Maybe someday society will change, and we will stop defining and demonizing people based on their wealth or lack thereof.  For now, all I can recommend is to continue to read and attempt to learn about finance from those around you.  You never know when you might find something that will be applicable to your own life.  I know I still do.


  1. Cubert
    Cubert November 19, 2018

    I would love to read this new book myself. The first one was quite the eye opener for me. I still am not driving a used mini van, but does a Honda Fit count?

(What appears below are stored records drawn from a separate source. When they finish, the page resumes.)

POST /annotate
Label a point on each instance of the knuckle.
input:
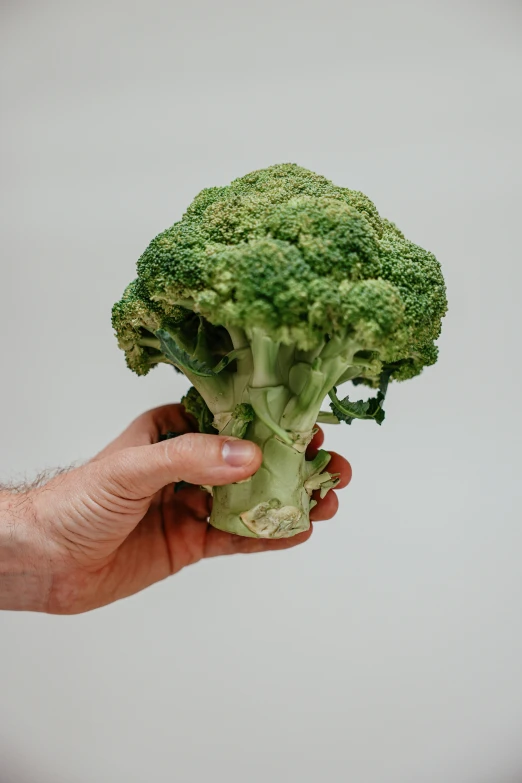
(186, 448)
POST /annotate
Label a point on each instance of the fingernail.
(238, 452)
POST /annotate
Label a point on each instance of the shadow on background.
(14, 768)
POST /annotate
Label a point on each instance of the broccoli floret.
(268, 294)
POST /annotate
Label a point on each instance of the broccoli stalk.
(268, 295)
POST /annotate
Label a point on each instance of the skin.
(114, 526)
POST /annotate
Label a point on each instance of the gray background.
(388, 649)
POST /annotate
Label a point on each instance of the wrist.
(25, 582)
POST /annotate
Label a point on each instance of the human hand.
(115, 525)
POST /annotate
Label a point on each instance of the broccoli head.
(268, 294)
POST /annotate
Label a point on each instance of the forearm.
(25, 581)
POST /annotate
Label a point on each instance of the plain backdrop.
(388, 649)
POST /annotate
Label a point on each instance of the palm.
(169, 530)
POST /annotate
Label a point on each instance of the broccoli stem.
(274, 503)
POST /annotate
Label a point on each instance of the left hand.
(115, 525)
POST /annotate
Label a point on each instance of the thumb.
(141, 471)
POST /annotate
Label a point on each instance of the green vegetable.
(269, 294)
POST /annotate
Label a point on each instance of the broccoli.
(269, 294)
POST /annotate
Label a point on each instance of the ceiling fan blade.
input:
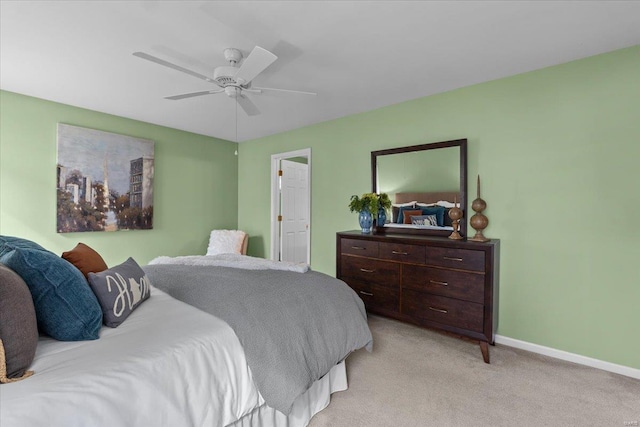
(170, 65)
(257, 61)
(301, 92)
(247, 105)
(192, 94)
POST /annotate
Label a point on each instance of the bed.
(175, 363)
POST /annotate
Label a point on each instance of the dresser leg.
(484, 348)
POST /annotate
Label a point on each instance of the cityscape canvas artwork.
(104, 181)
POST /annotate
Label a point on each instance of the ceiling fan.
(231, 79)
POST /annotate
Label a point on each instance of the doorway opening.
(291, 206)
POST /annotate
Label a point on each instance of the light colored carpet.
(418, 377)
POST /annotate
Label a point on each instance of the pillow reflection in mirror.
(407, 214)
(424, 220)
(438, 211)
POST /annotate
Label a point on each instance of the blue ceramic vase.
(366, 221)
(382, 217)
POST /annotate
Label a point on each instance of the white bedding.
(169, 364)
(232, 260)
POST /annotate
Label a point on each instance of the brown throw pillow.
(18, 327)
(408, 214)
(85, 259)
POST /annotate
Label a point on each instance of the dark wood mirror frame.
(462, 144)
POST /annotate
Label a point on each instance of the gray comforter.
(294, 327)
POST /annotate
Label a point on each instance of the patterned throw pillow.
(120, 290)
(438, 211)
(424, 220)
(407, 214)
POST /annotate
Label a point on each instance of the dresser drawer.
(359, 247)
(464, 259)
(402, 252)
(371, 270)
(448, 311)
(376, 297)
(448, 283)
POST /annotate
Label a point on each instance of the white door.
(294, 211)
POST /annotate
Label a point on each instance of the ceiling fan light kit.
(232, 79)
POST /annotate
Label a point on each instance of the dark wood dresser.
(428, 281)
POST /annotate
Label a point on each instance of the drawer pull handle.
(438, 283)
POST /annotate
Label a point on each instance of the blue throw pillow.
(438, 211)
(9, 243)
(66, 309)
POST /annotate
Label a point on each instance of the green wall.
(557, 150)
(195, 184)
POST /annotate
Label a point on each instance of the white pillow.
(446, 204)
(400, 205)
(225, 242)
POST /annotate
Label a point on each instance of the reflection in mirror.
(421, 171)
(426, 174)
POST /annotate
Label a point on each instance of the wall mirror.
(421, 180)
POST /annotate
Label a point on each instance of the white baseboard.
(570, 357)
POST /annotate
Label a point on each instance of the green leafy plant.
(369, 202)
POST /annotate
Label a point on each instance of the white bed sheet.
(168, 364)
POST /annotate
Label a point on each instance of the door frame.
(275, 200)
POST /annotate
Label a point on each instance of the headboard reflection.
(452, 197)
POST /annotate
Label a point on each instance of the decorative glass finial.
(478, 221)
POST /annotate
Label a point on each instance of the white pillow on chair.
(226, 242)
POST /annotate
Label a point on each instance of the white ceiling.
(357, 55)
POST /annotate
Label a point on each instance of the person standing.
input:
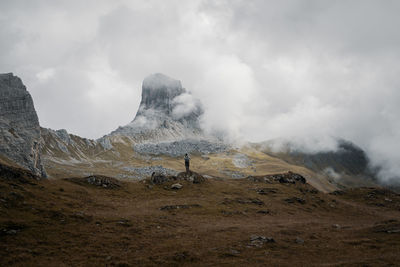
(187, 160)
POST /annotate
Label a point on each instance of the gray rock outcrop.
(19, 125)
(167, 111)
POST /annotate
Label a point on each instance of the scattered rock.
(266, 191)
(286, 178)
(158, 178)
(337, 193)
(176, 186)
(103, 181)
(259, 241)
(124, 222)
(177, 207)
(191, 177)
(255, 201)
(263, 212)
(295, 199)
(143, 172)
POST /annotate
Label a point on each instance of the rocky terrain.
(124, 200)
(274, 220)
(20, 138)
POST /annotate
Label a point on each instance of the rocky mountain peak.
(8, 79)
(167, 111)
(158, 93)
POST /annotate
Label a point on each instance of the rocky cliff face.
(20, 138)
(167, 112)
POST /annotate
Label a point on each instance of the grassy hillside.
(233, 222)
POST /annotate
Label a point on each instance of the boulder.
(191, 176)
(158, 178)
(176, 186)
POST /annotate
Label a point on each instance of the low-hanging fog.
(307, 71)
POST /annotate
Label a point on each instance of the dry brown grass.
(63, 223)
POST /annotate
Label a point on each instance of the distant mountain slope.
(167, 112)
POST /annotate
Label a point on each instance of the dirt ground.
(69, 222)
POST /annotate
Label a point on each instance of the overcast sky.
(308, 70)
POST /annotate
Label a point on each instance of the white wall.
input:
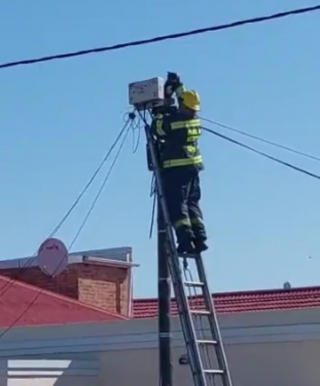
(264, 348)
(26, 372)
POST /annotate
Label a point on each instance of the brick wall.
(98, 285)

    No worries about not sharing your deets man. I would estimate that 90% of the RE crew make 6 figures and have $1M+ in the bank. Question is how are doing with the other dimensions of life?

    • FullTimeFinance
      FullTimeFinance November 19, 2018

      Thanks Cubert, and thanks for asking. Everything else is going well for us. We actually have a big personal announcement on the horizon that will be shared in the coming weeks.

  2. Steveark
    Steveark November 19, 2018

    I had breakfast at the home of another runner in our running group the other day. Because he was a part owner of the company I worked at in my 9 to 5 days I know his net worth exceeds $100 million. But his house is nothing special, nice but strictly upper middle class at best. And the orange juice, waffle syrup, milk, etc. set out in the kitchen were mostly Walmart store brands, not Whole Foods. His car? A Ford pick up truck. He is 66 and has no plans to ever retire from the family business. He is one of the kindest and most generous people I know. I look forward to reading the new edition.

    • FullTimeFinance
      FullTimeFinance November 19, 2018

      Its always the people you least expect. Thanks for the comment and Happy Thanksgiving.

  3. Millionaire Mob
    Millionaire Mob December 9, 2018

    Nice post, I’m a big fan of reading about millionaires and their successes. I keep reaching the same conclusion: own a business or cash flow producing assets. People pay multiples off of cash flow generating businesses & assets. They will never pay a multiple off of your personal cash flow.